RESOLUSI DAN REKOMENDASI DESAKAN KONGRES IX BPRPI SUMUT

RESOLUSI DAN REKOMENDASI  DESAKAN KONGRES IX BPRPI SUMUT

 

Pada 21-23 Juli 2018 telah dilaksanakan Kongres Kesembilan Badan Perjuangan Rakyat Penunggu Indonesia Sumatera Utara (KONGRES IX BPRPI SUMUT) di Wilayah Adat Masyarakat Adat Rakyat Penunggu Kampong Bandar Setia, Sumatera Utara yang dihadiri oleh  ribuan undangan warga masyarakat adat Rakyat Penunggu Indonesia dan lebih dari 200 orang utusan dari perwakilan kampong-kampong atau komunitas adat masyarakat adat Rakyat Penunggu Indonesia yang terdiri dari Petua Adat, Pengurus Organisasi (Pengurus Besar, Pengurus Wilayah, Pengurus Kampong), organisasi sayap Perempuan Adat, organsiasi sayap Pemuda Adat, Organisasi Sayap Pelaut Rakyat Penunggu Indonesia dan juga dihadiri oleh  perwakilan pemerintah, organisasi non-pemerintah dan organisasi gerakan masyarakat adat nusantara yaitu AMAN (Aliansi Masyarakat Adat Nusantara). 

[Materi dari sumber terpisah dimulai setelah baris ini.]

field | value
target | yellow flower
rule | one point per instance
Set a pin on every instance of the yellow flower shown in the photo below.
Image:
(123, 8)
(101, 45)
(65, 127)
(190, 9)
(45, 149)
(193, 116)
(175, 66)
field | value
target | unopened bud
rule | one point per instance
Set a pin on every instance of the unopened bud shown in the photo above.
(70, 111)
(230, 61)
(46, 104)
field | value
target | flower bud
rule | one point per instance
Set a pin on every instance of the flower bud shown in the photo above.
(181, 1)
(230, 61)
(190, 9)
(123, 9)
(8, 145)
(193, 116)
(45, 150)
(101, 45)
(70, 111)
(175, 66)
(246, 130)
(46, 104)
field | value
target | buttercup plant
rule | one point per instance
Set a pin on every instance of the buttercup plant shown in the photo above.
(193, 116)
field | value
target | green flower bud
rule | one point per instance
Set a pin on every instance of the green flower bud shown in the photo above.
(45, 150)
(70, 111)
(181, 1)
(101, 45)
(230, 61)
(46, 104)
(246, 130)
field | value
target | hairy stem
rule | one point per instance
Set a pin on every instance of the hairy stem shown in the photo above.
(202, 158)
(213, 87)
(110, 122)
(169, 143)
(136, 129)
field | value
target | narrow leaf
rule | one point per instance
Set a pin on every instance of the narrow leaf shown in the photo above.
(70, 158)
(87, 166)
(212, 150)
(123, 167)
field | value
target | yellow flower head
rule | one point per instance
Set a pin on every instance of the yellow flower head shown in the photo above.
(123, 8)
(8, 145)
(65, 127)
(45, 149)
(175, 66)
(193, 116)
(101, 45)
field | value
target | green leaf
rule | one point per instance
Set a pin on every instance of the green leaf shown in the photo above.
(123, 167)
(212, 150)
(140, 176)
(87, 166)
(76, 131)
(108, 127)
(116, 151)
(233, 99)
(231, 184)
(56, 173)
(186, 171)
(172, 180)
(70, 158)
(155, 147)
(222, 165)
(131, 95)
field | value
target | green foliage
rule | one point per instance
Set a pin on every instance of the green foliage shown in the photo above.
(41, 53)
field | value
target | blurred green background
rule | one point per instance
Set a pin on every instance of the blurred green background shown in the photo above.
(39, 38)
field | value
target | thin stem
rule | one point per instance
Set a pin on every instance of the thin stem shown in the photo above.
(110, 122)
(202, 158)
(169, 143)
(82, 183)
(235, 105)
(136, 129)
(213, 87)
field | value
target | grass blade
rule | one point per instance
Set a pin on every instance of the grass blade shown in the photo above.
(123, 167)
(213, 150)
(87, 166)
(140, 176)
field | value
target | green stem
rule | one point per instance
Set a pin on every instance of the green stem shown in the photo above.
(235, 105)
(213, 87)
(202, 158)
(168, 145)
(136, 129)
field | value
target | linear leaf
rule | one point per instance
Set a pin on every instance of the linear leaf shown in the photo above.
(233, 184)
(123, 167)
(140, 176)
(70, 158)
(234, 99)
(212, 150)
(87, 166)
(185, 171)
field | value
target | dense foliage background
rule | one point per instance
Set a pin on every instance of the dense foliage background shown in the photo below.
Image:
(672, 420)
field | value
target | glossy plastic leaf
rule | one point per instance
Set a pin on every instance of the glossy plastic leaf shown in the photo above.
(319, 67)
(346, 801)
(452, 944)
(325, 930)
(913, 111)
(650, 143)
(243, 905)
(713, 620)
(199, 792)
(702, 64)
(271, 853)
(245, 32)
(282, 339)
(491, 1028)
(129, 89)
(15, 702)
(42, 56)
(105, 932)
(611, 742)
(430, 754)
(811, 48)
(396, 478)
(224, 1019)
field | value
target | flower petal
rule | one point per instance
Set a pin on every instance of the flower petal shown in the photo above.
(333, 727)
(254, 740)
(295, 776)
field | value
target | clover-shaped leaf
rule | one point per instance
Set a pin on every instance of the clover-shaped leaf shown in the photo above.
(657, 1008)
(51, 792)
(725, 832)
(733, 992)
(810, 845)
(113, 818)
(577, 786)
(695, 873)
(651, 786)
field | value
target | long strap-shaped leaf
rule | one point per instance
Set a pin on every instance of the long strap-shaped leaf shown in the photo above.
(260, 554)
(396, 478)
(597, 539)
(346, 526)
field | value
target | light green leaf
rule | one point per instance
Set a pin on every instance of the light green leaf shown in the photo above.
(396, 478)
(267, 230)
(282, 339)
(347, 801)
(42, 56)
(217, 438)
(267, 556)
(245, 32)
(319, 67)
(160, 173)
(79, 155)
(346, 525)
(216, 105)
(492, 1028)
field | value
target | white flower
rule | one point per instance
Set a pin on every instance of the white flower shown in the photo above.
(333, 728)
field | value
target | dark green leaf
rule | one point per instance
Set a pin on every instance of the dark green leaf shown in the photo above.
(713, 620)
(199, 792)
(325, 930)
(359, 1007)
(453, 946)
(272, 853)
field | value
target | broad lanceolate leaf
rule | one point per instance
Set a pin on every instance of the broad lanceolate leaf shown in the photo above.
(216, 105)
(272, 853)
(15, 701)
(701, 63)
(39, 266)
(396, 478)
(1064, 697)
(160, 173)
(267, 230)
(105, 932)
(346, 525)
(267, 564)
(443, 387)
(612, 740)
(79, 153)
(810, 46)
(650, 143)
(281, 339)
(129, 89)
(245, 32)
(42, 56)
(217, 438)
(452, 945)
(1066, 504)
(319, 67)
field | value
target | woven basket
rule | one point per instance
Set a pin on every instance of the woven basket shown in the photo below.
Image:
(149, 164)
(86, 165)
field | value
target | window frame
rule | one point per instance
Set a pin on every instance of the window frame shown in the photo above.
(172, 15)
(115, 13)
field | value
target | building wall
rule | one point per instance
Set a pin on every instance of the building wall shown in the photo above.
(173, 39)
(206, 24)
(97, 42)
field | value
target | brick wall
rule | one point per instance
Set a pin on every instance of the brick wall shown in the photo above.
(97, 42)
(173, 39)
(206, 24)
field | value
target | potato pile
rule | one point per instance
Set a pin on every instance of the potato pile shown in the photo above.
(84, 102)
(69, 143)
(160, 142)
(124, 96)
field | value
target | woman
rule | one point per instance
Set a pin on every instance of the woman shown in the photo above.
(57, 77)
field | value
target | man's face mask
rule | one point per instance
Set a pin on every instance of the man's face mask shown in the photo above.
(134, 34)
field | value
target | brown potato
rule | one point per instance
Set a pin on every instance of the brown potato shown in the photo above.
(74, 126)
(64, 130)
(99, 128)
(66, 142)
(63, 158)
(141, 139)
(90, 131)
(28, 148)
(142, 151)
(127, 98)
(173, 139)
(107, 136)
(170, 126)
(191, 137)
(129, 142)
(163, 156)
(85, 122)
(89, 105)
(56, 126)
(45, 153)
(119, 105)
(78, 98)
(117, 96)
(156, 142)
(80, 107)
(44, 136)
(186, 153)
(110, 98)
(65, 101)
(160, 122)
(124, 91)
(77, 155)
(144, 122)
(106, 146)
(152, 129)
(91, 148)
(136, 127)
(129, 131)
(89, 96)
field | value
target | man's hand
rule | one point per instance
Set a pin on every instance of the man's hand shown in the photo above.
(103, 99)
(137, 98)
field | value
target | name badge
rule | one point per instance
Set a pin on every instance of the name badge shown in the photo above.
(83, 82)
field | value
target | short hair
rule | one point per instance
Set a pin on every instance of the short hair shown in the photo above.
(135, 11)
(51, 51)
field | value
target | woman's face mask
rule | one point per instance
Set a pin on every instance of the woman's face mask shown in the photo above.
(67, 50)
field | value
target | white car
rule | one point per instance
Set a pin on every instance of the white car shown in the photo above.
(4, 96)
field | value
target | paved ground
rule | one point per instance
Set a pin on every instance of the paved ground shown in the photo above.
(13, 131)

Sejak 1953, dan lima tahun yang lalu, BPRPI  telah melaksanakan Kongres Masyarakat Adat Rakyat Penunggu yang ke delapan di wilayah adat Masyarakat Adat Rakyat Penunggu Kampong Menteng, Sumatera Utara. Pada saat itu kami menyadari secara sungguh-sungguh bahwa cita-cita masyarakat adat rakyat penunggu untuk mengembalikan wilayah adat yang berada dalam satu bentangan alam Sumatera Timur di bawah pemerintahan Provinsi Sumatera Utara agar terwujudnya masyarakat adat rakyat penunggu Indonesia yang berdaulat, mandiri dan bermartabat. Masyarakat Adat Rakyat Penunggu Indonesia masih hidup dan berkembang menapak di wilayah adat yang bertuah di wilayah Provinsi Sumatera Utara di antaranya masyarakat adat adat rakyat penunggu Indonesia yang tersebar di antara Sungai Ular sampai Sungai Wampu yang secara administrasi pemerintah yaitu Provinsi Sumatera Utara. Bahkan dalam kurun waktu perjuangan yang panjang masyarakat adat rakyat penunggu untuk menggapai cita-cita itu semakin menemukan tantangan dan ketidakpastian yang cukup pelik dan berat. Pengingkaran dan kekerasan demi kekerasan terhadap masyarakat adat rakyat penunggu masih terlalu sering dipertunjukkan dan terus terjadi. Kasus terakhir di era Presiden Joko Widodo adalah penghancuran wilayah adat masyarakat adat rakyat penunggu Kampong Bangun Rejo yang dilakukan oleh PTPN II perusahaan BUMN bersama dengan ratusan personil TNI dan Polri. Padahal hasil pengukuran dan surat BPN (Badan Pertanahan Nasional) Sumatera Utara  menyatakan bahwa wilayah adat yang dikelola dan dikuasai oleh masyarakat adat rakyat penunggu Kampong Bangun Rejo berada di luar dari HGU PTPN II, namun dengan pengawalan lebih dari 500 personil polisi dan ratusan personil tentara dan puluhan preman, pihak PTPN II mengokupasi tanah adat masyarakat adat rakyat penunggu Kampong Bangun Rejo yang merupakan sumber kehidupan dan pendapatan secara turun-temurun. 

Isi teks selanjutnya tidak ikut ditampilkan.